Por Regina Helena Santos
“As coisas mudam, para ficar tudo do mesmo jeito.” Com esta frase a educadora Isabel Dessotti faz sua reflexão sobre o caminho percorrido pela educação brasileira nos últimos cem anos. É claro que importantes avanços aconteceram — para citar apenas um, a garantia de acesso de todos os brasileiros à escola. Porém, depois de se dedicar à pesquisa de como era a educação dos operários, que dentro das fábricas de tecido ajudaram Sorocaba e Votorantim a despontar como importantes forças econômicas, Isabel chegou à conclusão que em pleno século 21 muitas dificuldades daquela época ainda persistem.
Professora universitária e supervisora de ensino da rede municipal de Votorantim, Isabel acaba de defender, na Unicamp, sua tese de doutorado sobre o tema. Dentre os pontos de destaque, a luta do movimento operário, no final do século 19 e início do século 20, para que a educação atendesse aos anseios daqueles trabalhadores — que não queriam apenas aprender o básico, mas o que lhes desse oportunidade de “crescer” na vida. “Tanto as políticas de governo como o movimento operário incentivavam a educação. Porém, de maneiras distintas, porque os interesses eram diferentes.” Para o governo e o capital, não era interessante que os operários tivessem uma formação mais abrangente. “A educação oferecida moldava o cidadão republicano. E o movimento operário, com grande incidência de imigrantes, queria a libertação, no sentido de ter entendimento de mundo.”

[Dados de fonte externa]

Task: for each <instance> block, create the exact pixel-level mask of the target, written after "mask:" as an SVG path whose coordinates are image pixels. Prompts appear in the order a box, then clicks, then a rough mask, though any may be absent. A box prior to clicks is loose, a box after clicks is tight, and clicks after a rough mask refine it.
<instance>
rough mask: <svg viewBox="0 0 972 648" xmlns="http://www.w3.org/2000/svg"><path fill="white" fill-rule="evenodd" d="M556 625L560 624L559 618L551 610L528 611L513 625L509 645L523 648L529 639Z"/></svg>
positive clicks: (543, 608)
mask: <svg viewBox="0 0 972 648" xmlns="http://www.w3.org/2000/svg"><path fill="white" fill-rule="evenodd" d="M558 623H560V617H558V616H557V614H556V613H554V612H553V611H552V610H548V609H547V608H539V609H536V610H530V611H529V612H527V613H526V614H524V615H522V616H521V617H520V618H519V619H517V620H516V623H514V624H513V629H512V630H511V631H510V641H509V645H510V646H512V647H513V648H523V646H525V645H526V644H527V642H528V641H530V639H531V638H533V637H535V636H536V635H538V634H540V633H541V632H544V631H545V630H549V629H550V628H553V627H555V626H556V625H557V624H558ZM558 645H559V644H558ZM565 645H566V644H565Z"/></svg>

O movimento operário lutou por uma escola nos moldes da escola moderna, uma concepção pedagógica do espanhol Francisco Ferrer, que era uma educação para a emancipação da pessoa: para ambos os sexos, que se preocupasse com a ciência e não fosse tão ligada à igreja. Eram as chamadas escolas anarquistas. A proposta inovadora até foi aceita inicialmente, mas à medida que as escolas eram formadas e os patrões começavam a ver que a ideologia anarquista era muito forte, passaram a ser perseguidas e até destruídas. Sorocaba teve uma escola nestes moldes, por volta de 1912. “Ela não era formalizada, não era do Estado. Era mantida pela União Operária. Mas o responsável se envolveu em questões políticas. Como era estrangeiro, foi preso e expulso do país.” A escola foi fechada. “Para uma cidade industrial, o ensino primário e uma escola profissionalizante estava bom. Essa era a visão daquele tempo.”
Adultos e crianças
Falar da educação operária também não é restringir as etapas iniciais do ensino às crianças e adolescentes. Naquele tempo, os bancos escolares eram ocupados por muitos adultos, pois o analfabetismo era grande. Porém, ainda que estes fossem livres para buscar uma vaga e frequentar as aulas, dificilmente conseguiam. “Houve, por exemplo, iniciativas de cursos noturnos, para adultos e meninos com mais de 14 anos, mas com aulas começando às 18h. Frequentar era impossível para os operários, que saíam das fábricas 19h30, 20h”, conta Isabel. O ensino existia, mas era para poucos e não tinha, na prática, o resultado esperado. “Fazia-se a lei, mas não havia como aplicar. Essa era a maior queixa dos operários.” Se esses fossem mulheres ou crianças, a situação era ainda mais complicada. “Quando o grupo escolar foi instalado, com o objetivo de atender todas as crianças, isso não aconteceu. Não havia vagas para todos e estas acabaram sendo ocupadas apenas pela elite.”
Semelhança
Quando se tenta imaginar como as coisas funcionavam há um século, é difícil não fazer uma relação daquela situação com os dias atuais. Hoje, ainda que todos tenham garantida por lei sua vaga na escola, como há cem anos, o ensino oferecido nem sempre vai ao encontro dos anseios — um exemplo é a atual discussão sobre o papel e perfil da formação no ensino médio. “As políticas públicas cumprem a lei, que diz que a educação é direito de todos. Porém, ainda temos uma escola dividida entre pública e particular. Continuamos tendo um ensino para pobres e para ricos. E, infelizmente, muitas pessoas ainda acham que para pobres, “basta” uma escola pobre.”